On a 64-bit machine this works very well for *p* near
2^{160} or 2^{224} where *w* is 192 or 256,
respectively. Signed wide multiplication is expensive, so negative
numbers can be dealt with by adding a suitable multiple of *p*
before multiplication.

Something more might be gained by lazy reduction, i.e. by
accumulating several products and then reducing mod *p*.
However, except in special cases, this disrupts integrated reduction
algorithms (especially FIPS). I have yet not tested performance
with lazy reduction, so there may be significant gains to be had,
especially on ARM where FIPS is probably unprofitable, or in
quadratic extension multiplies where special cases can occur.

### extension fields

For quadratic extension fields, complex squaring and Karatsuba
multiplication seem to work best, as previously
reported by Devegili, hÉigeartaigh, Scott and Dahab. However,
there is another optimization opportunity for cubic-over-quadratic
fields. To construct the quadratic field, adjoin *i*=√-1
instead of √-2 (this makes some operations slightly faster anyway).
Then to multiply over the cubic field, use Toom-Cook: not on
(0,±1,2,∞) but on (0,±1,±*i*). The result looks like a Fourier
multiplication algorithm, complete with butterfly gates. By my
count this algorithm uses 27 add/subs instead of 35 add/subs for
standard Toom-Cook-3 and 15 for Karatsuba-3, so Toom-Cook trades 12
adds for a multiply instead of 20. This trick may even outperform
Chung-Hasan
for squaring because it uses 5 squarings and no multiplies, and the
subfield's "complex" squaring algorithm is much faster than
multiplication.
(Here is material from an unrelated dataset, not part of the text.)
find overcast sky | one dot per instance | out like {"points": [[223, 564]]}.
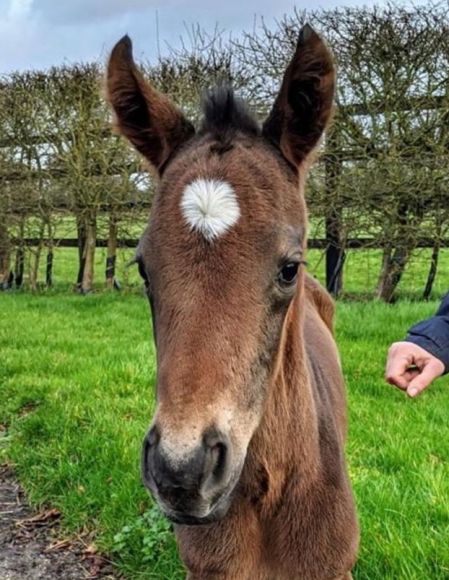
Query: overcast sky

What's more, when using the above reduction trick,
the structure of this "Toom-Cook-3*i*" algorithm allows us to
make all the inputs to the subfield multiplication algorithm
positive by adding a single bias on the subfield term of each
operand (though this doesn't work quite as well as we'd like because
Karatsuba doubles the bias).

The above algorithm computes 4 times the product instead of 6
times, so the actual product can be recovered more quickly with two
divisions by 4. What's more, as mentioned by DhÉSB such divisions
may not be necessary. In the case of pairings, the extra factor
will be canceled by the final exponentiation, but even when we are
not computing pairings, an extra factor can be compensated for by
dividing all cubic-extension elements by 4. This trick works
exactly the same way as compensating for Montgomery multiplication's
division by 2^{w}. It does not affect multiplication
by subfield elements, but it does affect addition, subtraction and
conversion of subfield elements.

Similar algorithms may be used in other cases. Multiplication in
quartic-over-quadratic fields can use a 6th root of unity (if it is
not in the base field), and sextic-over-quartic can use a 5th root
of unity. It may also be practical to use a direct
sextic-over-quadratic extension, speeding up Toom-Cook simply taking
advantage of the additional low-norm elements in the subfield.

I've also tried this trick (on paper) with cube roots of unity,
the golden ratio and √±2, and so far √-1 is best except in the
quartic-over-quadratic case.

I hope to soon finish implementing elliptic-curve arithmetic and
pairings using these techniques. Then we'll see if I can get a
significant speedup over the current state of the art.